Por esto importa mucho más darles a los alumnos bases modestas pero
sólidas, semillas sanas del futuro desarrollo que impresionarlos y confundirlos con
la erudición frondosa que a menudo sirve sólo para cubrir fallas serias de
formación.
El crecimiento espiritual, en cambio, no puede ser sino cualitativo. Abriendo
más escuelas, escribiendo más libros, haciendo más trabajos no se ha crecido
todavía intelectualmente. La cualidad no es reductible a lo cuantitativo.
Miles de parches de color rojo pálido, decía Pierre Duhem, no hacen tejido de
color rojo vivo. Cuantas bolas de nieve son necesarias para encender una estufa?,
preguntaba Diderot.
Centenares de catedráticos mediocres no equilibran la ausencia de uno de
buena ley. Por esto en la formación intelectual vale el dicho caro a Louis Pasteur:
"omne vivum ex vivo", todo lo vivo proviene de lo vivo. Donde no hay genuina vida
intelectual, de allí no se propagará ninguna genuina vida intelectual.

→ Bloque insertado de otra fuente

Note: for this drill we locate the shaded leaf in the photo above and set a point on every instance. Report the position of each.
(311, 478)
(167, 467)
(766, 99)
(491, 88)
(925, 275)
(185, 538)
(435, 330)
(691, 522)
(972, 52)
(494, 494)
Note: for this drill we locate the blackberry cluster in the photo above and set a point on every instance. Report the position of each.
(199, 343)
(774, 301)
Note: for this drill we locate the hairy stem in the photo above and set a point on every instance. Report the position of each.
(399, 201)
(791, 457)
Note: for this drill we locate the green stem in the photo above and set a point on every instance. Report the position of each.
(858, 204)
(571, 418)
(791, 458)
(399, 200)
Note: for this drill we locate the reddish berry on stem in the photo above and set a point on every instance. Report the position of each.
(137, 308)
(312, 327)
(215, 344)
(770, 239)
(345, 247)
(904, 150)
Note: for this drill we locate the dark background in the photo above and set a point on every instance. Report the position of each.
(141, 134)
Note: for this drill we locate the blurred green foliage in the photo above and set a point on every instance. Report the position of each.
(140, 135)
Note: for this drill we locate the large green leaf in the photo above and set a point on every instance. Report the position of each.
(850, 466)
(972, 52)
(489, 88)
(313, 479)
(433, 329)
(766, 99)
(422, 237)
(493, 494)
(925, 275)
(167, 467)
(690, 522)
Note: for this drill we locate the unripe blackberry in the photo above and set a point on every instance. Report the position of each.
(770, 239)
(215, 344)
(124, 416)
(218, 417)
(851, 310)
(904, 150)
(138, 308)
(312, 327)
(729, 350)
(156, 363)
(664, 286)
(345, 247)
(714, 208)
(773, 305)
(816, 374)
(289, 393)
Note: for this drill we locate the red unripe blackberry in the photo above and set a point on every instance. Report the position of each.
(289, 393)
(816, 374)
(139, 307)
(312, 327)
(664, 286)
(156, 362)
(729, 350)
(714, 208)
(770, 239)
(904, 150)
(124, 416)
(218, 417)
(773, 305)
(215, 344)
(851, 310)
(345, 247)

Por otra parte la formación es maduración y como tal cae bajo aquella norma
de la naturaleza que no admite saltos ni hiatos. Es un proceso lento y constante y
por eso poco popular en una época apurada e intolerante con los ritmos naturales.
Al no tener esto presente en las discusiones al respecto, se corre el riesgo de
confundir la substancia con el puro barniz. Donde no hay mayor voluntad de
remontar la pendiente cuantitativa y donde se quiere con ánimo liviano apresurar
los procedimientos, allí el deber elemental de sinceridad manda que no se hable de
la formación intelectual.
Revista "Criterio", 14 de junio de 1956.